Battle of the pests-Flea Beetles

This is my second year growing eggplant and oddly enough I did not have issues with flea beetles last year.  I don't know why they suddenly decided that THIS year they will come to my yard to munch on my eggplants and tomatilloes.  One day I walked out and just suddenly noticed all these tiny holes in my leaves of my eggplant.  Upon closer inspection I found the tiny beetles sitting all over the leaves, munching away. 
Now I do know after a bit of research that from now on I will probably always have them in this garden, thats even with tilling come Autumn. Unfortunately once the flea beetles figure out you have yummy plants in your garden the adults will hide in your soil during the winter and then emerge once again in the spring to feast on your young seedlings.  Especially if you have mulch or straw on your bed. 
There are very limited ways to get rid of these guys unfortunately, especially using organic means. 

Flea Beetles
  • Diatomaceous earth: This is by far the most effective way to keep the flea beetle population down. I did notice a dramatic reduction in population numbers but they still managed to keep going after my eggplants.  The tomatilloes fare the worst.  One plant never got above seedling stage.  The other one got about four feet tall but the dang little buggers kept eating at it incessantly.  It's still alive but it never produced anything.  Mostly I think the trick to using Diatomaceous earth is you cannot let up.  You have to keep applying over and over.  It's not like BT with Cabbageworms where you can let up every so often on applications.  That's where we failed.  Each time we let up the population just boomed again.  

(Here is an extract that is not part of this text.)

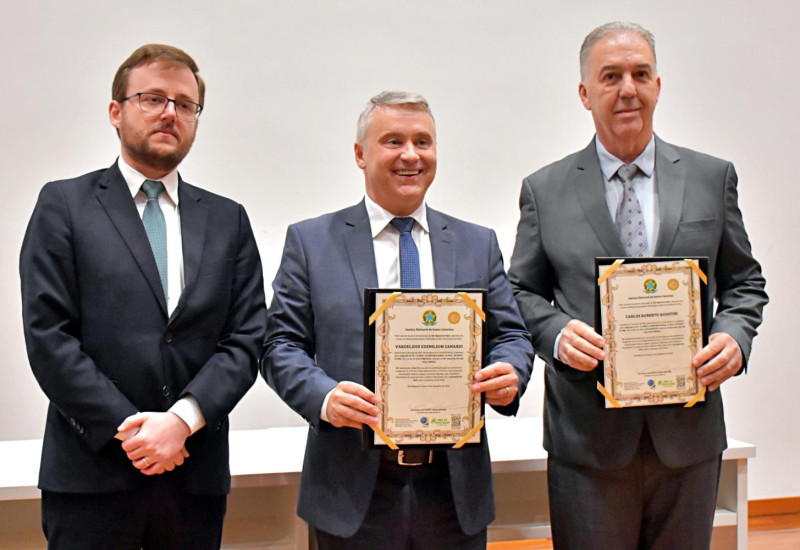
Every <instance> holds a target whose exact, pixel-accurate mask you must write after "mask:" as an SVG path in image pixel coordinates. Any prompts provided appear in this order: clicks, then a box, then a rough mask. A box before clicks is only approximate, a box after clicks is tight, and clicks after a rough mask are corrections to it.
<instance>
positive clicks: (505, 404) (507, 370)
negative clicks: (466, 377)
mask: <svg viewBox="0 0 800 550" xmlns="http://www.w3.org/2000/svg"><path fill="white" fill-rule="evenodd" d="M518 386H519V377H518V376H517V372H516V371H515V370H514V367H513V366H511V365H510V364H508V363H492V364H491V365H489V366H488V367H484V368H482V369H481V370H479V371H478V372H476V373H475V383H474V384H473V385H472V391H473V392H474V393H481V392H484V393H485V394H486V404H487V405H497V406H501V407H502V406H505V405H510V404H511V403H512V402H513V401H514V398H515V397H516V396H517V392H518V391H519V390H518Z"/></svg>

Oddly enough, that is ALL we used to battle those.  Like some of the other Battle of the pests episodes I won't remark a whole lot on ways to fight pests that I've never tried before.  I'll list them here but I just simply cannot give any feedback on it.  I have read that if you use floating row covers before the flea beetles invade it'll help.  But you have to get the covers on BEFORE the invasion.  In our case that wouldn't have worked.  I've also read about using nematodes.  I might try that next year.  Nematodes are microscopic worms that will feed on bacteria, fungi, and even other nematodes.  Sometimes these are good, like in the case of the flea beetles.  Sometimes they're not so good because some types will eat your roots of your tomato plants which will lead to your tomato not thriving as well as it should.  
I've also read about using sticky traps but I really hate those things.  They almost never seem to work on fruit flies, fungas gnats, and aphids.   

I guess next year I'll be getting more experience fighting these guys.